Indeed, I transcribe many important documents. At the same time, I know that my writing lacks style, which is why I have never risen in the service. Even to you, my dear one, I write simply and without tricks, but just as a thought may happen to enter my head. Yes, I know all this; but if everyone were to become a fine writer, who would there be left to act as copyists? . . . Whatsoever questions I may put to you in my letters, dearest, I pray you to answer them. I am sure that you need me, that I can be of use to you; and, since that is so, I must not allow myself to be distracted by any trifle. Even if I be likened to a rat, I do not care, provided that that particular rat be wanted by you, and be of use in the world, and be retained in its position, and receive its reward. But what a rat it is!

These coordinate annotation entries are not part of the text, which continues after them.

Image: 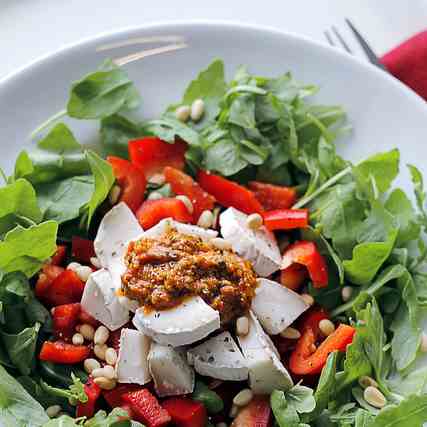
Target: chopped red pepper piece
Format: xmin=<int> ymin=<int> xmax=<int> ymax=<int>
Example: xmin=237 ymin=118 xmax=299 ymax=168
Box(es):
xmin=71 ymin=236 xmax=96 ymax=264
xmin=281 ymin=240 xmax=328 ymax=288
xmin=197 ymin=170 xmax=263 ymax=214
xmin=129 ymin=136 xmax=187 ymax=178
xmin=76 ymin=378 xmax=101 ymax=418
xmin=248 ymin=181 xmax=297 ymax=211
xmin=162 ymin=397 xmax=207 ymax=427
xmin=123 ymin=389 xmax=171 ymax=427
xmin=52 ymin=302 xmax=80 ymax=341
xmin=163 ymin=166 xmax=215 ymax=223
xmin=107 ymin=156 xmax=147 ymax=212
xmin=289 ymin=324 xmax=356 ymax=375
xmin=231 ymin=396 xmax=273 ymax=427
xmin=136 ymin=197 xmax=193 ymax=230
xmin=39 ymin=341 xmax=90 ymax=365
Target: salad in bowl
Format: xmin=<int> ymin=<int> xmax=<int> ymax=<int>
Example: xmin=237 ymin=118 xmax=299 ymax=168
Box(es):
xmin=0 ymin=60 xmax=427 ymax=427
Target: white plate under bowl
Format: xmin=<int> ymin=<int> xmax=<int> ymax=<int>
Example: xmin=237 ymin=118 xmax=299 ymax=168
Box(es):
xmin=0 ymin=22 xmax=427 ymax=190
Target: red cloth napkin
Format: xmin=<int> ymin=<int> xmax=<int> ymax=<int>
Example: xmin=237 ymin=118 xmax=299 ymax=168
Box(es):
xmin=381 ymin=31 xmax=427 ymax=101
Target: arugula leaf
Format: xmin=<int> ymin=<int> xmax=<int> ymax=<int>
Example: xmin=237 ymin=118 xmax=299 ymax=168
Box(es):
xmin=67 ymin=61 xmax=140 ymax=119
xmin=0 ymin=221 xmax=58 ymax=277
xmin=0 ymin=366 xmax=49 ymax=427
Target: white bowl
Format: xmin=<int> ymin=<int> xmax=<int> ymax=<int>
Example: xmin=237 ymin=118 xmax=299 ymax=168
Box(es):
xmin=0 ymin=22 xmax=427 ymax=190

Enough of this, dearest one. I ought not to have spoken of it, but I lost my temper. Still, it is pleasant to speak the truth sometimes. Goodbye, my own, my darling, my sweet little comforter! I will come to you soon—yes, I will certainly come to you. Until I do so, do not fret yourself. With me I shall be bringing a book. Once more goodbye.—Your heartfelt well-wisher,

 

MAKAR DIEVUSHKIN.

 

Chapter 11

 

June 20th

 

MY DEAREST MAKAR ALEXIEVITCH—I am writing to you post-haste—I am hurrying my utmost to get my work finished in time. What do you suppose is the reason for this? It is because an opportunity has occurred for you to make a splendid purchase. Thedora tells me that a retired civil servant of her acquaintance has a uniform to sell—one cut to regulation pattern and in good repair, as well as likely to go very cheap. Now, DO not tell me that you have not got the money, for I know from your own lips that you have. Use that money, I pray you, and do not hoard it. See what terrible garments you walk about in! They are shameful—they are patched all over! In fact, you have nothing new whatever. That this is so, I know for certain, and I care not what you tell me about it. So listen to me for once, and buy this uniform. Do it for MY sake. Do it to show that you really love me. You have sent me some linen as a gift. But listen to me, Makar Alexievitch. You are simply ruining yourself. Is it a jest that you should spend so much money, such a terrible amount of money, upon me? How you love to play the spendthrift! I tell you that I do not need it, that such expenditure is unnecessary. I know, I am certain, that you love me—therefore, it is useless to remind me of the fact with gifts.